Sunday we learned that former Idaho Supreme Court Justice Byron Johnson passed away after a battle with cancer.
He was a lawyer and a political mover and shaker. But in his heart, Byron Johnson was a poet. “I think that poetry is a vehicle that I have used to deal with feelings I have that are hard to resolve,” he once said.
I interviewed Johnson in May, after his memoir “Poetic Justice” came out. We talked about his eleven years on the Idaho Supreme Court, where he heard some 1,500 legal cases.
“I felt that following precedent was the key thing that judges need to do. Once a rule has been established, don’t change it next week, but keep it and adhere to it and try to follow it," he said. "I would say of all the things that I encountered on the court, that was the most important to me to make sure that I was following precedent if there was precedent and if not, we’d have to carefully make a new precedent.”
His wife of 28 years, Patricia Young, says he wasn’t just on the state Supreme Court, he transformed it. She says he brought to the court the same dedication and enthusiasm that he brought to all the positions he held throughout his life.
“He brought mediation to the Supreme Court, appellate mediation, he transformed the technology," she said. "He was the first justice to have a computer. He brought it from his private practice and went on to have retreats to develop the statewide computer system that the court currently has, he was just amazing at the breath of things he was involved in.”

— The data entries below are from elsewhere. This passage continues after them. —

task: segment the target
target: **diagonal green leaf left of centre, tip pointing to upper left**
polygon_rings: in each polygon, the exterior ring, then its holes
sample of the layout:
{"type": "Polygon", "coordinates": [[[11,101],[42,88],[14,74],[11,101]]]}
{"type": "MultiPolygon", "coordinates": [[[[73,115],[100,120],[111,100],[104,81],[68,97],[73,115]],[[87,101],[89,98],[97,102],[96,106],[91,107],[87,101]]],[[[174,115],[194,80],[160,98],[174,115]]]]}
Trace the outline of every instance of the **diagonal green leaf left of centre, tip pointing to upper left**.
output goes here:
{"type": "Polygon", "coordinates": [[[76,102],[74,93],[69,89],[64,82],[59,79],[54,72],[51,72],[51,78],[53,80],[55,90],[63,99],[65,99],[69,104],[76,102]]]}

Young says her husband was active politically, active in the community, and was something of a whirlwind. “So, there’s just so many areas and in so many ways that he touched people and that he’s going to be missed.”
His memoir, Poetic Justice, covers history, both his own and some of Idaho’s as well. And the book, which he wrote for his children and grandchildren, is full of his poetry.
We talked about his very first poem, a limerick that he wrote at age 10 about his pet cat.
I once had a cat named Candy
Whose hair was exceedingly sandy
When a bird flew too near, she slapped him on the ear
Oh what a feast, was a dandy
Johnson said he wrote an enormous volume of poetry. For every poem that was published, he said there were a hundred others that no one else saw. “I think that everyone needs to have a passion," he explained. "I have several passions, but poetry is among the most important of them and it has been a sustenance for me and I hope that it passes on to people some of the enthusiasm that I have for it.”
During our interview, I asked him to read one of his poems called “My Soul Is Flowing in this River.” He said it was a poem about the South Fork of the Payette above Lowman. He would spend a month each winter at Grand Jean, alone, soaking in the hot springs.
My Soul Is Flowing In This River
it echoes in the river’s roar
rolling over rocks worn smooth
by time’s eternal rush
bubbling with laughter
of afternoons on its beaches
glistening with the pleasure
of cool evenings around a campfire near its waves
mother-father river
you baptized me
in the numbing chillness of your mornings
cuddled me
in the rumble of your nights
taught me
the ways of fishes in your riffles
I love you
like the brother
I never had
like the lightness of the mid-day breeze
that touches the deepest places where I am
you are my refuge
And my strength
you give me peace
when trouble comes
you never fail
to wash my sins away
you’ll be there
when my body turns to dust
holding the essence of my being
in your everlasting flow
Byron Johnson died at home Sunday, at the age of 75. He leaves behind his wife, four children and six grandchildren. He didn’t want a memorial service, but his family and friends are planning what his wife calls a “raucous wake” to remember him. That takes place January 6 at the Barber Park Events Center.